Jesus...I suddenly feel a case of TAD coming on..


----------



## Emperor Zurg (May 6, 2013)

LandonColby said:


> Jesus...I suddenly feel a case of TAD coming on..


I know, that's what I was thinking. 
It's horrible! MUST... RESIST...


----------



## MarkC (Jul 4, 2009)

You know, every time this thread pops up, I see this imaginary C&D blend called Spruce Moose...I can even see the tin art!


----------



## freestoke (Feb 13, 2011)

MarkC said:


> You know, every time this thread pops up, I see this imaginary C&D blend called Spruce Moose...I can even see the tin art!


:biglaugh:


----------



## Emperor Zurg (May 6, 2013)

AAAAAAAAAAaaaaauuuuuugggghhhhhh!!!!!

Ok, so last night there was an 8oz bag of Dan Black Velvet on P&C for 20 bucks.
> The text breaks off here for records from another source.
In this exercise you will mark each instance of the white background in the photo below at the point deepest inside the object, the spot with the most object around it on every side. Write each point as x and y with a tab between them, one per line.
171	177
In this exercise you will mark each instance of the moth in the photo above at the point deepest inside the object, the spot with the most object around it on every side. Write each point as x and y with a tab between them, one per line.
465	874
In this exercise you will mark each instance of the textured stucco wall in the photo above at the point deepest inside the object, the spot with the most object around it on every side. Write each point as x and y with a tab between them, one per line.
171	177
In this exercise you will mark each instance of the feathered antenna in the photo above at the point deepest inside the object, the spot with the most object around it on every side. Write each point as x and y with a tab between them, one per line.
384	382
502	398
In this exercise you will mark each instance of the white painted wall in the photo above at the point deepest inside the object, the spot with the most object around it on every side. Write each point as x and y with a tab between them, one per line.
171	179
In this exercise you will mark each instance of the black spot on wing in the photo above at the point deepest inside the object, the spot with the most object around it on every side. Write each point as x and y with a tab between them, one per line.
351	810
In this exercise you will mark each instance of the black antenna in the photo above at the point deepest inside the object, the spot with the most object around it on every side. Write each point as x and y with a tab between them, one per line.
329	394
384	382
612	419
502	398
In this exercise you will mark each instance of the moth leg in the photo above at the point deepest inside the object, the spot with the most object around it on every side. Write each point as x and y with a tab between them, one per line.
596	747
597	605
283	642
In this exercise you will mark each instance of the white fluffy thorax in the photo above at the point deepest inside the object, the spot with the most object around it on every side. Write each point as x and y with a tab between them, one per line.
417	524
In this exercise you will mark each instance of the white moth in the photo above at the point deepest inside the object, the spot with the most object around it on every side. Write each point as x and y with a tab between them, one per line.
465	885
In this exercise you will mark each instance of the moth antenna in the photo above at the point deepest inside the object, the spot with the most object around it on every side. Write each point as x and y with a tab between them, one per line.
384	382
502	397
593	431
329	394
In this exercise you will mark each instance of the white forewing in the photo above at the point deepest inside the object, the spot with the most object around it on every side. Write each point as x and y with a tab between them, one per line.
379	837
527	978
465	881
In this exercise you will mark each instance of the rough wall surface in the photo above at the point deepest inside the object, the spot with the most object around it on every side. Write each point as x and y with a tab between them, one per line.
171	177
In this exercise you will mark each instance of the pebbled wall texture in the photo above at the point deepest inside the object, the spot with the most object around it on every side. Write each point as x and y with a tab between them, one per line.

That's right, **20 LOUSY BUCKS**!!
But... I was in a hurry and didn't have time to place an order...

This morning it's "Out of Stock"
WHICH ONE OF YOU BOUGHT *MY* TOBACCO!!??!?!?


----------



## MarkC (Jul 4, 2009)

I'll bet it was the same rat bastard that took the last of the Peacehaven at Milan Tobacconists, the day before payday...


----------



## Tobias Lutz (Feb 18, 2013)

MarkC said:


> I'll bet it was the same rat bastard that took the last of the Peacehaven at Milan Tobacconists, the day before payday...


Well...that is my local tobacconist :lol:

It wasn't really me, Mark. I swear.


----------



## Gigmaster (Jan 12, 2009)

I do it the easy way. I often have a nice hot cup of pine tea with a pipe on the back porch. Then you get the best of both worlds.


----------



## Emperor Zurg (May 6, 2013)

Well I ordered some of the Pine Grove.
I'll try it a few times and post what I think of it.
Had one bowl of it when it landed but had trouble keeping it going. Needs to dry a bit more.
It's very unusual but in a good way - different than anything else I've tried.


----------